My last blog certainly created a stir - a good number of responses from a variety of sources and several others contacting me directly rather than going public. I've also been in dialogue with a couple of the larger manufacturers as well as with EPEE, the European body representing manufacturers. The attitude towards the proposal seems generally pretty clear: large Japanese and American manufacturers are against the proposal; contractors and SME manufacturers are for the proposal.
I am scheduled to have a face-to-face meeting with some manufacturers' representatives next week to discuss their fears and our proposal, which should be interesting. Unfortunately I don't think it will be interesting on a technical level based on the arguments made to date.
From what we've seen and heard so far the arguments are based almost entirely on self-interested commercial concerns and complaints that these measures will result in costs being incurred by manufacturers. I don't remember these same manufacturers having much to say when all the real costs of implementation for the F Gas Regulation were falling on the contracting sector.
The acr contracting sector has had to retrain every operative, regardless of ability or experience, in order that they can obtain the new City & Guilds 2079 or CITB J11 certificates necessary under the terms of F Gas and its UK implementation regulation. While I don't have a problem with that fact – indeed I have long been an advocate of raising our general professional installation and servicing standards, as anyone who knows me will confirm – it is a bit rich for another sector of our industry to start bleating now because they may incur some costs themselves! To date the only actual cost incurred by manufacturers in implementing F Gas has been to provide a sticky label to clearly identify the total charge once installed. The other measures they have brought in, such as tinkering with the charge weights and development of smaller physical footprint of systems, have mainly come about firstly because of better efficiencies of R410A compared to R22 and, thus, smaller heat exchange coils necessary; and secondly as a means of avoiding their systems coming under the scope of the Regulation by designing a system that needs less than 3kg of charge for its entire pipe run.

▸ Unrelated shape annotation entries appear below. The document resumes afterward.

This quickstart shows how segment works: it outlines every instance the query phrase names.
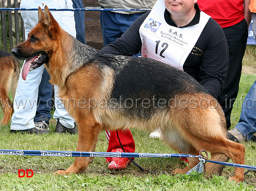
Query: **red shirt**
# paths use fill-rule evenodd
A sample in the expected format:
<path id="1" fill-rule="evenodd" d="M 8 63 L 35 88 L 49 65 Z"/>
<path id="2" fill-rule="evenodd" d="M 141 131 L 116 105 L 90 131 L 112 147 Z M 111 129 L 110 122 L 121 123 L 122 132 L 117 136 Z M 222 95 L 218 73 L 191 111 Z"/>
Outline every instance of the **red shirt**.
<path id="1" fill-rule="evenodd" d="M 222 28 L 236 24 L 244 18 L 243 0 L 198 0 L 200 10 Z"/>

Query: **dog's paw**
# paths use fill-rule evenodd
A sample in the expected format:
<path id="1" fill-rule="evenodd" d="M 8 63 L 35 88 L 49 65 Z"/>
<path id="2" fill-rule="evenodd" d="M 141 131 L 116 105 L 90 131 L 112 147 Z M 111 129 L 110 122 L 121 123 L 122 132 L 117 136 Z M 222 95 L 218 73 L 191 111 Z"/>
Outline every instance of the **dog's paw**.
<path id="1" fill-rule="evenodd" d="M 243 181 L 244 180 L 244 177 L 239 178 L 238 177 L 232 176 L 232 177 L 230 177 L 228 179 L 228 180 L 229 180 L 230 181 L 235 181 L 236 183 L 239 183 Z"/>
<path id="2" fill-rule="evenodd" d="M 54 175 L 68 175 L 70 174 L 71 173 L 68 172 L 67 171 L 57 171 L 55 172 L 54 173 Z"/>
<path id="3" fill-rule="evenodd" d="M 182 171 L 181 169 L 176 169 L 172 171 L 171 173 L 174 175 L 177 174 L 182 174 Z"/>

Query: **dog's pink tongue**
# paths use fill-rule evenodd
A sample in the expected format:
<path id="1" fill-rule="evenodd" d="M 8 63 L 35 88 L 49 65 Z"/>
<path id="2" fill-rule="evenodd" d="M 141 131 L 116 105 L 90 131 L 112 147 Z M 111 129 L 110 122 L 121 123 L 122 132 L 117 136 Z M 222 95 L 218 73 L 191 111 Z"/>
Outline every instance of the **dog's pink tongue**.
<path id="1" fill-rule="evenodd" d="M 22 77 L 22 79 L 24 80 L 26 80 L 26 78 L 27 77 L 27 75 L 28 75 L 28 72 L 29 72 L 29 69 L 30 68 L 30 66 L 29 65 L 29 64 L 31 63 L 31 60 L 32 59 L 33 59 L 29 60 L 26 60 L 24 63 L 24 65 L 23 66 L 23 69 L 22 69 L 22 71 L 21 72 L 21 76 Z"/>

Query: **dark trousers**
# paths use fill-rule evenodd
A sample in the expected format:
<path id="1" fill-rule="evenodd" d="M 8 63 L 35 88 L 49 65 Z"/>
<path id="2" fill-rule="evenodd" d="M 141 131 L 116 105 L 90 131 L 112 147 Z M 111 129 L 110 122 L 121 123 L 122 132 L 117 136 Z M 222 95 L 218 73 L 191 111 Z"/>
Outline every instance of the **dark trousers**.
<path id="1" fill-rule="evenodd" d="M 104 46 L 120 37 L 130 25 L 144 13 L 123 14 L 111 11 L 101 11 L 100 18 Z M 140 56 L 141 54 L 139 53 L 134 56 L 138 57 Z"/>
<path id="2" fill-rule="evenodd" d="M 83 8 L 84 5 L 82 0 L 72 0 L 74 8 Z M 76 39 L 86 44 L 84 28 L 84 12 L 74 11 L 74 17 L 76 24 Z M 34 121 L 49 121 L 52 117 L 50 113 L 52 94 L 52 86 L 49 80 L 50 76 L 44 69 L 39 85 L 38 97 L 38 107 L 36 109 Z"/>
<path id="3" fill-rule="evenodd" d="M 233 105 L 238 92 L 242 60 L 248 38 L 248 28 L 244 19 L 234 25 L 222 29 L 228 45 L 228 70 L 223 89 L 217 99 L 222 107 L 228 129 L 231 125 L 230 115 Z"/>

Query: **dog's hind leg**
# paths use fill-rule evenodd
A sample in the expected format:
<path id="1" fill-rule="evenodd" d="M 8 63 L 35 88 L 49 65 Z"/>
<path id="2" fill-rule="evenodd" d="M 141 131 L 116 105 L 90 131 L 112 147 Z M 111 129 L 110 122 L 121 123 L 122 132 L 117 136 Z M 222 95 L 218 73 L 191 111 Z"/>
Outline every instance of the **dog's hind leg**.
<path id="1" fill-rule="evenodd" d="M 97 123 L 93 118 L 87 118 L 86 120 L 76 121 L 78 129 L 76 151 L 95 151 L 99 134 L 102 129 L 102 125 Z M 83 172 L 93 160 L 93 157 L 76 157 L 74 163 L 66 170 L 59 170 L 55 172 L 54 174 L 67 175 Z"/>
<path id="2" fill-rule="evenodd" d="M 184 154 L 188 153 L 187 153 L 186 152 L 182 152 L 182 151 L 180 151 L 180 152 Z M 187 153 L 189 153 L 190 154 L 197 155 L 198 155 L 199 152 L 198 151 L 197 151 L 195 148 L 192 148 L 191 150 Z M 194 167 L 197 165 L 200 162 L 199 160 L 197 157 L 188 157 L 188 166 L 186 166 L 183 169 L 176 169 L 173 170 L 172 171 L 171 173 L 173 174 L 184 174 L 188 171 L 189 170 L 192 169 Z"/>
<path id="3" fill-rule="evenodd" d="M 168 127 L 162 128 L 164 140 L 173 149 L 182 154 L 189 154 L 198 155 L 199 150 L 197 149 L 191 144 L 186 141 L 175 129 L 169 129 Z M 188 157 L 188 166 L 183 169 L 177 169 L 172 171 L 172 174 L 185 174 L 198 163 L 199 160 L 197 157 Z"/>
<path id="4" fill-rule="evenodd" d="M 208 147 L 208 143 L 204 143 L 206 148 L 208 148 L 208 150 L 211 152 L 212 155 L 211 160 L 227 162 L 228 158 L 230 158 L 235 163 L 244 164 L 245 149 L 243 145 L 227 139 L 214 143 L 214 146 L 211 144 L 210 148 Z M 208 163 L 206 165 L 206 171 L 210 174 L 218 173 L 220 175 L 223 168 L 223 165 L 213 163 Z M 244 171 L 243 168 L 235 167 L 235 176 L 230 177 L 230 180 L 234 180 L 237 183 L 242 181 L 244 179 Z"/>
<path id="5" fill-rule="evenodd" d="M 13 105 L 8 97 L 6 90 L 5 87 L 0 88 L 0 105 L 3 114 L 3 119 L 1 121 L 1 123 L 6 125 L 10 119 L 13 112 Z"/>

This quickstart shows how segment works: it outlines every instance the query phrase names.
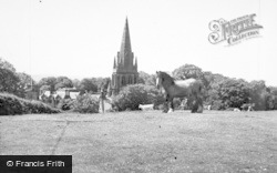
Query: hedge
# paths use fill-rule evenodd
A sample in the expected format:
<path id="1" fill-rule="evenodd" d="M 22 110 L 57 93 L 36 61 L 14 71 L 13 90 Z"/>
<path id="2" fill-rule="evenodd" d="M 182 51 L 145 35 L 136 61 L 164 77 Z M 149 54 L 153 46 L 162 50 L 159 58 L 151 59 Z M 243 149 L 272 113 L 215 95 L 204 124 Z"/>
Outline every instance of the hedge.
<path id="1" fill-rule="evenodd" d="M 10 93 L 0 93 L 0 115 L 60 112 L 60 110 L 40 101 L 30 101 Z"/>

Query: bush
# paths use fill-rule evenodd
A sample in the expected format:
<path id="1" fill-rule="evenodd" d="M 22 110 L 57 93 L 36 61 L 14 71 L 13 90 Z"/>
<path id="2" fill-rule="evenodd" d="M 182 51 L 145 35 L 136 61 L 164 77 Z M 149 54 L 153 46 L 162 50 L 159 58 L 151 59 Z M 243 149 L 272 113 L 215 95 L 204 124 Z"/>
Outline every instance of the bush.
<path id="1" fill-rule="evenodd" d="M 71 99 L 62 99 L 58 103 L 57 108 L 61 109 L 63 111 L 68 111 L 68 110 L 71 110 L 73 108 L 73 104 L 74 104 L 74 101 Z"/>
<path id="2" fill-rule="evenodd" d="M 99 113 L 99 101 L 91 95 L 79 95 L 72 103 L 72 111 L 79 113 Z"/>
<path id="3" fill-rule="evenodd" d="M 0 115 L 14 115 L 28 113 L 60 113 L 40 101 L 30 101 L 9 93 L 0 93 Z"/>
<path id="4" fill-rule="evenodd" d="M 145 84 L 133 84 L 123 88 L 120 93 L 113 98 L 112 104 L 119 111 L 138 110 L 140 104 L 154 104 L 157 109 L 164 102 L 164 96 L 155 86 Z"/>

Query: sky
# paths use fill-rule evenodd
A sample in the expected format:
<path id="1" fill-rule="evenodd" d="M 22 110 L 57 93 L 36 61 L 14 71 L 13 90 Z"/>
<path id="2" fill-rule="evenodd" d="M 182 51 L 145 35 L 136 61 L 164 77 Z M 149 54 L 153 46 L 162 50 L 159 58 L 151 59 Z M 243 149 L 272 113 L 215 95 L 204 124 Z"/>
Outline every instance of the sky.
<path id="1" fill-rule="evenodd" d="M 277 86 L 276 9 L 276 0 L 0 0 L 0 57 L 34 79 L 111 77 L 127 18 L 138 71 L 188 63 Z M 211 21 L 253 13 L 259 37 L 208 41 Z"/>

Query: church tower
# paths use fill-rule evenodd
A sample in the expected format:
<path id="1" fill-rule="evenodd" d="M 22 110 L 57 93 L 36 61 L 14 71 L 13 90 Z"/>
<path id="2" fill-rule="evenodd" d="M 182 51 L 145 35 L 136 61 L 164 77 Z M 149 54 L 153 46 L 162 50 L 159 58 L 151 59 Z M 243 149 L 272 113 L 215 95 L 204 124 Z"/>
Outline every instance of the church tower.
<path id="1" fill-rule="evenodd" d="M 112 94 L 117 94 L 122 86 L 137 83 L 137 60 L 136 58 L 134 60 L 134 53 L 132 52 L 129 23 L 126 19 L 121 50 L 117 52 L 113 62 L 113 74 L 111 81 Z"/>

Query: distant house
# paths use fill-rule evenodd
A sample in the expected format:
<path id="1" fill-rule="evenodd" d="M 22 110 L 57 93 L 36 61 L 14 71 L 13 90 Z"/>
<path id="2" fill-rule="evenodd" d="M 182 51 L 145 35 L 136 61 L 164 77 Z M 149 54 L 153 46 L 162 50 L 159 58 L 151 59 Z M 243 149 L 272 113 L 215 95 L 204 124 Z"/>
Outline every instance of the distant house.
<path id="1" fill-rule="evenodd" d="M 55 94 L 62 99 L 76 99 L 80 91 L 75 88 L 62 88 L 55 91 Z"/>

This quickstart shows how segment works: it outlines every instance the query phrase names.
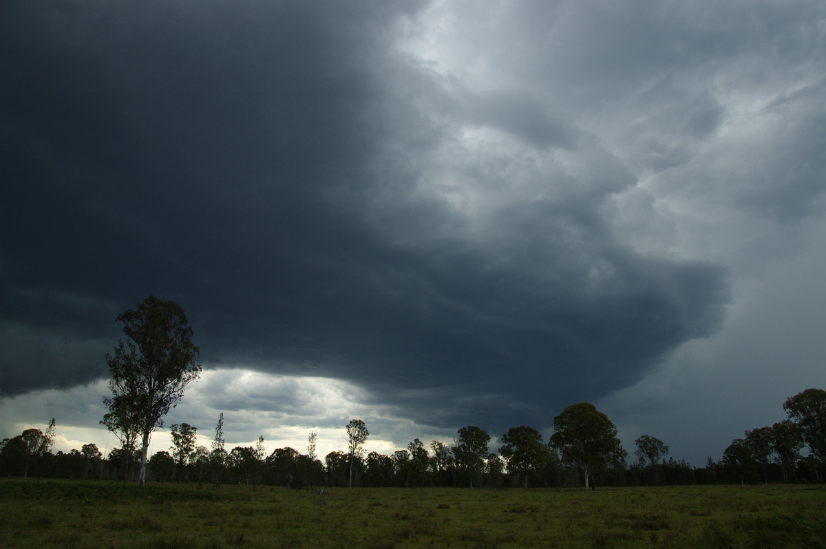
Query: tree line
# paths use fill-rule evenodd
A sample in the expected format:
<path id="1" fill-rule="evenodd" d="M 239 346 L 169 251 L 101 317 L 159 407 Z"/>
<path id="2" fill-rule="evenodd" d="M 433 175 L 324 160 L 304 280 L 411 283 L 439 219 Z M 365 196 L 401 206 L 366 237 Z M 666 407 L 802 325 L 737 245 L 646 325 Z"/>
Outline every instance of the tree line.
<path id="1" fill-rule="evenodd" d="M 159 481 L 304 486 L 574 486 L 732 482 L 820 482 L 826 468 L 826 391 L 807 389 L 783 405 L 789 419 L 771 427 L 746 431 L 714 461 L 691 467 L 684 460 L 667 460 L 668 447 L 643 435 L 634 442 L 637 460 L 617 438 L 615 425 L 591 403 L 567 406 L 553 419 L 553 433 L 545 441 L 528 426 L 512 427 L 501 435 L 498 452 L 491 435 L 478 426 L 458 429 L 452 446 L 414 438 L 392 455 L 365 453 L 369 433 L 361 419 L 345 426 L 347 452 L 316 455 L 311 432 L 306 453 L 292 447 L 266 455 L 263 437 L 254 446 L 227 451 L 224 414 L 211 447 L 197 444 L 197 428 L 169 426 L 173 445 L 148 455 L 151 433 L 162 428 L 171 407 L 196 381 L 201 366 L 183 310 L 173 301 L 150 296 L 122 313 L 126 340 L 107 354 L 112 395 L 104 400 L 101 424 L 120 447 L 104 458 L 94 444 L 53 454 L 55 421 L 46 429 L 26 429 L 0 443 L 0 475 L 119 478 Z M 138 443 L 140 441 L 140 447 Z"/>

Contractors have been accused by manufacturers and some consultants as merely trying to make work for ourselves. Allow me explain our position a bit more clearly:
Contractors don't generally mind what gases we work with. Ask any decent refrigeration engineer who has been around a while and they really aren't concerned about the more widespread use of CO2 or ammonia that have been around for years already. At the end of the day the choice of refrigerant isn't normally ours to make anyway - we work with whatever the manufacturers design their systems to run on.

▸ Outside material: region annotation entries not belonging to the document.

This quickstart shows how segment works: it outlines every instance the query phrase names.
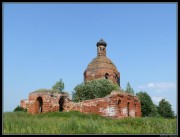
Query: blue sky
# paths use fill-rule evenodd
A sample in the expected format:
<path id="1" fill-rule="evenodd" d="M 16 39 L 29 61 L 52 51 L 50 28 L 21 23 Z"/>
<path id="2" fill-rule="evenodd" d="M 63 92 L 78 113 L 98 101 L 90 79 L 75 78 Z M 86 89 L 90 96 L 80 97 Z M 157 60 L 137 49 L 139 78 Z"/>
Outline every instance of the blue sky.
<path id="1" fill-rule="evenodd" d="M 71 94 L 107 43 L 135 93 L 177 108 L 177 3 L 3 3 L 3 111 L 61 78 Z"/>

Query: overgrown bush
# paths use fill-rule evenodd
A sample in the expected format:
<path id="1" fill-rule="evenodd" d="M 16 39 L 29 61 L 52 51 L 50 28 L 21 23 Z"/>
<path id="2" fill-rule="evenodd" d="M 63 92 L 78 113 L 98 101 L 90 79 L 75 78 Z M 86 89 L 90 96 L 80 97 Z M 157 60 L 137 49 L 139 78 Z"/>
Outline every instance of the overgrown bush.
<path id="1" fill-rule="evenodd" d="M 74 90 L 72 99 L 77 102 L 104 97 L 113 90 L 119 90 L 119 86 L 108 79 L 96 79 L 78 84 Z"/>
<path id="2" fill-rule="evenodd" d="M 13 111 L 14 111 L 14 112 L 17 112 L 17 111 L 27 112 L 27 109 L 24 109 L 23 107 L 20 107 L 20 106 L 18 105 Z"/>

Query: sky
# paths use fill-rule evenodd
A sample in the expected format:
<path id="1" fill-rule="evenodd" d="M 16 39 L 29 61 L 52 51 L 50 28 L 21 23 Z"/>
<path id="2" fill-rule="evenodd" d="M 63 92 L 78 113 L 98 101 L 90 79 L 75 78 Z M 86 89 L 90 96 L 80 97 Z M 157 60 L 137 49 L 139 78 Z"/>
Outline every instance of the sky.
<path id="1" fill-rule="evenodd" d="M 120 72 L 121 88 L 147 92 L 177 111 L 177 3 L 3 3 L 3 112 L 62 79 L 70 95 L 97 57 Z"/>

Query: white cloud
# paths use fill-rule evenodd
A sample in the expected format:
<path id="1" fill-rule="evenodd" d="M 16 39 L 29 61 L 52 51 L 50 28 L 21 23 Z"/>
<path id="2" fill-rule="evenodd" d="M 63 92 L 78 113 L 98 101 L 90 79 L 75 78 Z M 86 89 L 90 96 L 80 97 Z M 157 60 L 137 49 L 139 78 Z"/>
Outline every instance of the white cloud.
<path id="1" fill-rule="evenodd" d="M 138 86 L 139 89 L 154 89 L 156 91 L 165 91 L 176 88 L 176 84 L 172 82 L 150 82 L 146 85 Z"/>
<path id="2" fill-rule="evenodd" d="M 159 101 L 160 101 L 161 99 L 163 99 L 163 97 L 152 97 L 152 101 L 153 101 L 156 105 L 159 104 Z"/>

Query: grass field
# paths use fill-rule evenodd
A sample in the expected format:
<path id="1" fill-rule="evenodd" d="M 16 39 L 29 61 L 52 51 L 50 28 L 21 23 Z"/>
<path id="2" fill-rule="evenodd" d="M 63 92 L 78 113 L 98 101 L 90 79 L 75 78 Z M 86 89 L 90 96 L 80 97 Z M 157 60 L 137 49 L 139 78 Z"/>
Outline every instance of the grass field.
<path id="1" fill-rule="evenodd" d="M 3 113 L 3 134 L 177 134 L 176 119 L 110 119 L 79 112 Z"/>

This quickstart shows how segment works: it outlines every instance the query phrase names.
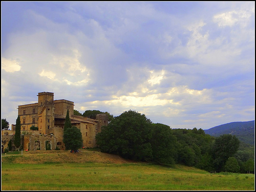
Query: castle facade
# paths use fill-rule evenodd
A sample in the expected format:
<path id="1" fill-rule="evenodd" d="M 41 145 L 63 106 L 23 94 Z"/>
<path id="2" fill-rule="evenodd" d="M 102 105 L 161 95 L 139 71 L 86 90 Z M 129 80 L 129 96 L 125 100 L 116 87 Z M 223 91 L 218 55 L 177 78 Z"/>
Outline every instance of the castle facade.
<path id="1" fill-rule="evenodd" d="M 63 133 L 68 110 L 72 126 L 80 130 L 83 147 L 96 146 L 95 136 L 101 132 L 102 126 L 107 126 L 108 117 L 98 114 L 95 119 L 74 115 L 74 102 L 66 100 L 54 100 L 54 93 L 38 93 L 38 103 L 18 106 L 18 115 L 20 118 L 22 146 L 24 150 L 65 150 Z M 38 131 L 30 130 L 37 127 Z M 2 149 L 13 139 L 15 126 L 11 131 L 2 131 Z"/>

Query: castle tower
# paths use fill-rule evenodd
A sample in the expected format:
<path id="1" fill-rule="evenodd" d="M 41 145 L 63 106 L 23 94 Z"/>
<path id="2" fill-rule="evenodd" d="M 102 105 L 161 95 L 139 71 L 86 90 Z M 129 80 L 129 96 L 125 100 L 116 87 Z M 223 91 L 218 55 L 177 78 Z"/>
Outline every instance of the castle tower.
<path id="1" fill-rule="evenodd" d="M 103 126 L 107 126 L 109 124 L 109 117 L 106 114 L 97 114 L 96 119 L 98 121 L 97 130 L 98 133 L 101 132 L 101 127 Z"/>
<path id="2" fill-rule="evenodd" d="M 49 130 L 54 126 L 55 107 L 54 93 L 50 92 L 38 93 L 38 127 L 42 134 L 49 134 Z"/>

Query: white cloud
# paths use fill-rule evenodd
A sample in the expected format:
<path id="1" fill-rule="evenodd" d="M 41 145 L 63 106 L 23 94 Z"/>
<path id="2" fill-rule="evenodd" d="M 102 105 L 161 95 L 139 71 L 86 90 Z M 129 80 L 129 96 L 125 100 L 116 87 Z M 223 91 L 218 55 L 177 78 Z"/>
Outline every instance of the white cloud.
<path id="1" fill-rule="evenodd" d="M 4 57 L 2 58 L 1 67 L 6 72 L 13 73 L 20 70 L 19 63 L 15 60 L 10 60 Z"/>
<path id="2" fill-rule="evenodd" d="M 214 22 L 218 23 L 219 27 L 232 27 L 240 24 L 244 27 L 247 23 L 249 18 L 254 14 L 254 8 L 240 9 L 218 14 L 214 16 Z"/>
<path id="3" fill-rule="evenodd" d="M 56 74 L 52 71 L 50 70 L 42 70 L 42 71 L 38 74 L 38 75 L 42 77 L 46 77 L 47 78 L 51 79 L 52 80 L 54 80 L 54 77 L 56 76 Z"/>

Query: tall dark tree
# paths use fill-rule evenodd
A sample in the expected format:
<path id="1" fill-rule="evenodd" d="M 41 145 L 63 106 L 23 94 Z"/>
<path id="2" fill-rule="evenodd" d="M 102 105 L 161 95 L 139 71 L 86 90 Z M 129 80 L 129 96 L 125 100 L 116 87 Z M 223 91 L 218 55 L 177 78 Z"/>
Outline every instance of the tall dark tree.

We have, however, invested huge sums of money (during a major economic recession!) in retraining and certifying our field service personnel so that we can comply with F Gas. We have also been facing the end users and having to convince them to swap out their old R22 systems with new, more efficient HFC systems. We don't need to have to face them again in the near future and tell these same end user clients that they will have to phase out these systems too, particularly when this gas is actually so much more efficient than many of the alternatives in the air conditioning and heat pump sectors.
All sectors agree that F Gas is not very effective at present. Poor implementation across much of Europe has been as much about exploitation of loopholes as it has been about any lack of political will. AREA has looked long and hard at where effectiveness can readily be improved and the obvious conclusion was that the loophole surrounding the issue of preventing non-qualified installations needs to be closed. The manufacturers wouldn't agree to any move that might "interfere with their supply chain" - yes, those are the words they used! So the only logical solution is to stop pre charging systems.

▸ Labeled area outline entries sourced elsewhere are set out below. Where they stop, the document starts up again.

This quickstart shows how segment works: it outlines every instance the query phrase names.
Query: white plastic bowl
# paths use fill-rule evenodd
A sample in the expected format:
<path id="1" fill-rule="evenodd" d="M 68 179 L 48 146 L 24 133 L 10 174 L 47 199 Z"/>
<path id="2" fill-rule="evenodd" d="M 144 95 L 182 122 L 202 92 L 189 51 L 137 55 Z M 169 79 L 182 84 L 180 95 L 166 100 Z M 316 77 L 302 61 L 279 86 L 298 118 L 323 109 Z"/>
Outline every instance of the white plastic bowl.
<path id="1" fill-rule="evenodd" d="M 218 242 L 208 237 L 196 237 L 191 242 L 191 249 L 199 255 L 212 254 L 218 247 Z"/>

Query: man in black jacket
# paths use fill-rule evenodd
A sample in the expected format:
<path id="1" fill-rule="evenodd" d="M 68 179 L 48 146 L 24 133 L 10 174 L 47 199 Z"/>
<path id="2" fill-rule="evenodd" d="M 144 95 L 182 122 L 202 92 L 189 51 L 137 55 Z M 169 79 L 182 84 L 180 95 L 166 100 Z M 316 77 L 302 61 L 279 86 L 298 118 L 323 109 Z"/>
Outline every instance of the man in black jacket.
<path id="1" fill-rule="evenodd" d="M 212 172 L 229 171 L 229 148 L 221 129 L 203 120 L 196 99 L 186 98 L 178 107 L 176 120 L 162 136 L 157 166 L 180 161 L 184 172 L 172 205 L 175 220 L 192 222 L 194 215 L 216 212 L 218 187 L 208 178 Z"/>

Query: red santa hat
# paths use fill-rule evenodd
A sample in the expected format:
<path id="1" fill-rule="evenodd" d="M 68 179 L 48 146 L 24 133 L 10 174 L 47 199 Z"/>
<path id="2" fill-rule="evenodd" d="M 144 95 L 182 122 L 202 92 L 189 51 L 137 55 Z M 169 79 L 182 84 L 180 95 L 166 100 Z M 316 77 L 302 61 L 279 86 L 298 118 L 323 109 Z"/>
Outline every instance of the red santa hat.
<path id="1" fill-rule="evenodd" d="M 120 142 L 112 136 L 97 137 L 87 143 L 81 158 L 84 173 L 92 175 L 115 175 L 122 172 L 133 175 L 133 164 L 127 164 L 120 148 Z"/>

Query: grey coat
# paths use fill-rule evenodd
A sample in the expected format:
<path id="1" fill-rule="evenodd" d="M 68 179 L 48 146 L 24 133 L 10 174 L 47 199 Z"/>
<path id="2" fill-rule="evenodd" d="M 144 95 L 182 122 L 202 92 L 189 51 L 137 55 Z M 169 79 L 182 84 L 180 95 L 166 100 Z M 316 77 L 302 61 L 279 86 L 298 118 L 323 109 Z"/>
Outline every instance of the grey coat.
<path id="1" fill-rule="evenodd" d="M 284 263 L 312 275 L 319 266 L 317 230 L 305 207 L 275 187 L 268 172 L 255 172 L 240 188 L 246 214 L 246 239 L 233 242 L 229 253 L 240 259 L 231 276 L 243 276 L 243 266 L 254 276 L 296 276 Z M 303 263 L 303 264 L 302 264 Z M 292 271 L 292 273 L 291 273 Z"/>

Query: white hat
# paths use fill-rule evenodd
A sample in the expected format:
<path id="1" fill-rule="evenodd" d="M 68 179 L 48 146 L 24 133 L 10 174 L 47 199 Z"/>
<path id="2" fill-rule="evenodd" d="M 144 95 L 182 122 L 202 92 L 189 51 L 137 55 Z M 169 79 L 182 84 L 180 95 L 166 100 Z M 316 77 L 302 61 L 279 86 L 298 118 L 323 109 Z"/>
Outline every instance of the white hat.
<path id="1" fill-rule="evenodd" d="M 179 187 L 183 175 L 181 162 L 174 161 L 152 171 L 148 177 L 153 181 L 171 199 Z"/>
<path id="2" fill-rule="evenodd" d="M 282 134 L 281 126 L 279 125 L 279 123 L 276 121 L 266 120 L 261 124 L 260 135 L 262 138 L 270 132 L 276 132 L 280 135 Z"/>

Supply chains will be left as they are, refrigerant supply can be controlled easily, and the cowboy sector will be severely hampered.
A number of comments to my last blog, during private conversations I have had with various prominent industry people, and the results of numerous national surveys, not least of which the one carried out by this website, confirm this is what proper contractors actually want.
Isn't it about time that the large manufacturers started listening to their customers instead of always thinking they know best?